Can I have a microalbumin test done without a doctor's order?
In most US states, yes. Quest Diagnostics and Labcorp both offer direct-to-consumer urine microalbumin testing through their online portals (QuestDirect and Labcorp OnDemand). You order online, print a requisition, walk into a nearby patient service center, provide a urine specimen, and results are available in the portal within one to two business days. Prices typically run $20 to $60 cash. Some states with stricter lab regulations (New York, New Jersey, Rhode Island) require a physician co-signature even for direct-to-consumer tests.
How do I prepare for a microalbumin urine test?
Avoid heavy exercise for at least 24 hours before collection. First-morning urine (the first void of the day) gives the most reproducible results, though a random specimen is acceptable for routine screening. If you have symptoms of a UTI, inform your doctor before collecting, as active infection will artificially elevate the result. There is no fasting requirement for a urine microalbumin test.
What is the urine albumin-to-creatinine ratio (ACR)?
The ACR is the standard way to report microalbumin results from a spot urine sample. The lab measures albumin concentration and creatinine concentration in the same urine sample, then divides albumin by creatinine. This corrects for urine dilution, making a random void specimen clinically valid without requiring a 24-hour collection. The result is expressed in milligrams of albumin per gram of creatinine.
Does microalbuminuria go away?
In many cases, yes, especially if the underlying cause (elevated blood pressure, high blood sugar, obesity) is adequately controlled. Clinical trials in diabetic nephropathy show that ACE inhibitors and ARBs can normalize the ACR in a meaningful percentage of patients who have microalbuminuria but not yet macroalbuminuria. The earlier the intervention, the better the likelihood of regression. Patients who reach macroalbuminuria have lower rates of full reversal, though progression can still be slowed substantially.
Is microalbumin testing covered by Medicare?
Yes. Medicare Part B covers the ACR test once per year for patients with diabetes or chronic kidney disease when ordered by a physician. The standard Part B coinsurance applies (typically 20 percent after the deductible), though at an outpatient clinical lab the allowed amount is low enough that the out-of-pocket cost is usually under $15. Some Medicare Advantage plans cover it as a zero-cost preventive test.
Should I be concerned if my microalbumin is slightly above 30?

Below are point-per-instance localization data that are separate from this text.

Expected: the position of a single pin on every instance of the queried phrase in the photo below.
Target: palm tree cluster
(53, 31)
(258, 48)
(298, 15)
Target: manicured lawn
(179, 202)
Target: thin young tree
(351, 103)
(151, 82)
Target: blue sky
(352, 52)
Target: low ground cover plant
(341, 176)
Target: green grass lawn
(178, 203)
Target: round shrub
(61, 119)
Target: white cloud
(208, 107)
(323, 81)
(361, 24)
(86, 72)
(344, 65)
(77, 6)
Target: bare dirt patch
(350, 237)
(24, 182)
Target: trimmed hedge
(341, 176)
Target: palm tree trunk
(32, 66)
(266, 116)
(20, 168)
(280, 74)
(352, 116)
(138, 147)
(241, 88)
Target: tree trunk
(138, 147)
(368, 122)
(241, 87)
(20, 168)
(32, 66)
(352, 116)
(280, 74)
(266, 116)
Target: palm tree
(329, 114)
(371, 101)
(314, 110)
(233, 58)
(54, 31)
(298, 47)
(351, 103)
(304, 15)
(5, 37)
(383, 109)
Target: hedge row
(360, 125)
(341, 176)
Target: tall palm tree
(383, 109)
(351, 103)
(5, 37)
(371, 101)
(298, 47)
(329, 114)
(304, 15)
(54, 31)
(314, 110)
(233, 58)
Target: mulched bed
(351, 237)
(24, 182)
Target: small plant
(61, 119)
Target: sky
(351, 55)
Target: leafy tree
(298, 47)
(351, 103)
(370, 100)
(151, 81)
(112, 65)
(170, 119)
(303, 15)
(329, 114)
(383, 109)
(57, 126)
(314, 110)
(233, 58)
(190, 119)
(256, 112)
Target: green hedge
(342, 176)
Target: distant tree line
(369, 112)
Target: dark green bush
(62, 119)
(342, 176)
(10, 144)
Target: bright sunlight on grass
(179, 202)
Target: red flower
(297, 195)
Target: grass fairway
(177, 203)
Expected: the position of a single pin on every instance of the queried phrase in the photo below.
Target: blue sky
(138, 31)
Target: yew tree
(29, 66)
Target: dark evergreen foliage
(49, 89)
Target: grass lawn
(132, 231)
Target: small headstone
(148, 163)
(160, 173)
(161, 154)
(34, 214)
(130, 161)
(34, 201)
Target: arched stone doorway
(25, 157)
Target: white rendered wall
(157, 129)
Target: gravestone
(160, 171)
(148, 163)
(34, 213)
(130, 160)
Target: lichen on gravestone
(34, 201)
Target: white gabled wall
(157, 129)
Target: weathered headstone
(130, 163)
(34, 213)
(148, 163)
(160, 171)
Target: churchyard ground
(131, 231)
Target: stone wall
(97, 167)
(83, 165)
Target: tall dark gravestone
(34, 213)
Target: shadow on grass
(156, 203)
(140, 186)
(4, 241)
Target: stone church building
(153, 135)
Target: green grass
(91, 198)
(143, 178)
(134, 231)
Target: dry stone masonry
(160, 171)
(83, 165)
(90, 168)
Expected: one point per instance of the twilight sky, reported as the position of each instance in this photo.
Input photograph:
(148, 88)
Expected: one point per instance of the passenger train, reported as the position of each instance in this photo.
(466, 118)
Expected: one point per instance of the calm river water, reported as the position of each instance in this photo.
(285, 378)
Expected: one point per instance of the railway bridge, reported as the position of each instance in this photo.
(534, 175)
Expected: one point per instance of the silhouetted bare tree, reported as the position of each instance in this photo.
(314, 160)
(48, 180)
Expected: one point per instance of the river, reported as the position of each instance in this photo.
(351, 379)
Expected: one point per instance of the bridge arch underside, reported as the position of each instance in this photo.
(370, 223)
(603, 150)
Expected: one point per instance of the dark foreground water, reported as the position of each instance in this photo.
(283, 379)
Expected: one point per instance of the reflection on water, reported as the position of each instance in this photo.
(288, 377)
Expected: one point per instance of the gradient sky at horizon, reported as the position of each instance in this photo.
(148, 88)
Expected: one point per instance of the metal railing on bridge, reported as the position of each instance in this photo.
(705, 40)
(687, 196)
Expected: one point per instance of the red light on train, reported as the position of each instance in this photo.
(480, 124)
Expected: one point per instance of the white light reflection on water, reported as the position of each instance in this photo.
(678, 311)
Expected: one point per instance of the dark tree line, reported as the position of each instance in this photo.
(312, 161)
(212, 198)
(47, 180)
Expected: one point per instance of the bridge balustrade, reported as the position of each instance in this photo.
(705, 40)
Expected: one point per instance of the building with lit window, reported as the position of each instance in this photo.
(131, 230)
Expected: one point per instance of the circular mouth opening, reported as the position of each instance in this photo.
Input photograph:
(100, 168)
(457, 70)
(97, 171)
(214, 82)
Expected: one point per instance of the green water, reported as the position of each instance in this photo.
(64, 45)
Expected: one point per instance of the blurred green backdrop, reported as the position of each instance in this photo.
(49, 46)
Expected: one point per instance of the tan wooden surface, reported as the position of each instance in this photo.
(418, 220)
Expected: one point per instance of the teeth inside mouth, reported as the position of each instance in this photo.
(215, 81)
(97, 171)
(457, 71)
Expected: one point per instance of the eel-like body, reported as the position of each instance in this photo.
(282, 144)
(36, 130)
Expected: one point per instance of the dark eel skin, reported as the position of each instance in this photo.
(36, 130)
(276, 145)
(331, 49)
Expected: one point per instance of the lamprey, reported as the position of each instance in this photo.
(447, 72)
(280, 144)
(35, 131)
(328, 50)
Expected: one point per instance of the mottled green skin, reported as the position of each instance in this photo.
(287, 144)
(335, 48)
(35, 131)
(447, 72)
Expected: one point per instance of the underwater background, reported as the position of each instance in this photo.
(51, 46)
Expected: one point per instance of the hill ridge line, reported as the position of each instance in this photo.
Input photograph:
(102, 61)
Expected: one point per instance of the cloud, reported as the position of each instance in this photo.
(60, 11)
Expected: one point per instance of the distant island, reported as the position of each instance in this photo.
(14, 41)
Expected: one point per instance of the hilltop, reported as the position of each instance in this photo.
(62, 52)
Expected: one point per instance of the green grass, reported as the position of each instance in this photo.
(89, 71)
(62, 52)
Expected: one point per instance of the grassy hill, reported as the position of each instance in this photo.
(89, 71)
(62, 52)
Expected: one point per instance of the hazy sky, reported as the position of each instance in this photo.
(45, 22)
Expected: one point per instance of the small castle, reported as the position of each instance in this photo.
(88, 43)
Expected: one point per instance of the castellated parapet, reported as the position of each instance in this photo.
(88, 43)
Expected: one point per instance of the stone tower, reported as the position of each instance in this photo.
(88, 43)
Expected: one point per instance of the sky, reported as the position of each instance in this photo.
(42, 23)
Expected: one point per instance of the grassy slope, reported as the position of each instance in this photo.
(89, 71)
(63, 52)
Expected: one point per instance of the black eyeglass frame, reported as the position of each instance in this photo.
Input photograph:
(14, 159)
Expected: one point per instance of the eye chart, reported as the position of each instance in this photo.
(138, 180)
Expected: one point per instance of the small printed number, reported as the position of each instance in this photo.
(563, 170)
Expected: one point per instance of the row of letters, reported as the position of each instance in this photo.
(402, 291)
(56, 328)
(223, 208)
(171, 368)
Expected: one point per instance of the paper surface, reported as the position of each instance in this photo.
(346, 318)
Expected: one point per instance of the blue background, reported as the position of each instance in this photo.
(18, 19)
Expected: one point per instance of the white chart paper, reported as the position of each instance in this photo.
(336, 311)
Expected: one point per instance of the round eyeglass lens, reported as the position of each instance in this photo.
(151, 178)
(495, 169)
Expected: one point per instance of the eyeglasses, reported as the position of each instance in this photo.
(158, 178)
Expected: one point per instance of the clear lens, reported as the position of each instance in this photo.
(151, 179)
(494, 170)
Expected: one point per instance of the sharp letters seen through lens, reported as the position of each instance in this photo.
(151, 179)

An ACR between 30 and 50 mg/g in someone with no known kidney risk factors and no obvious transient cause warrants a repeat test, but not alarm. Context matters: age, blood pressure, blood glucose trend, weight, and family history all factor into how aggressively a clinician will pursue a borderline result. In a 45-year-old with type 2 diabetes and a systolic blood pressure of 140, an ACR of 35 mg/g is clinically significant. In a 30-year-old with no metabolic risk factors who just ran a marathon and collected urine the next morning, the same result probably needs nothing more than a calm repeat test in a few weeks.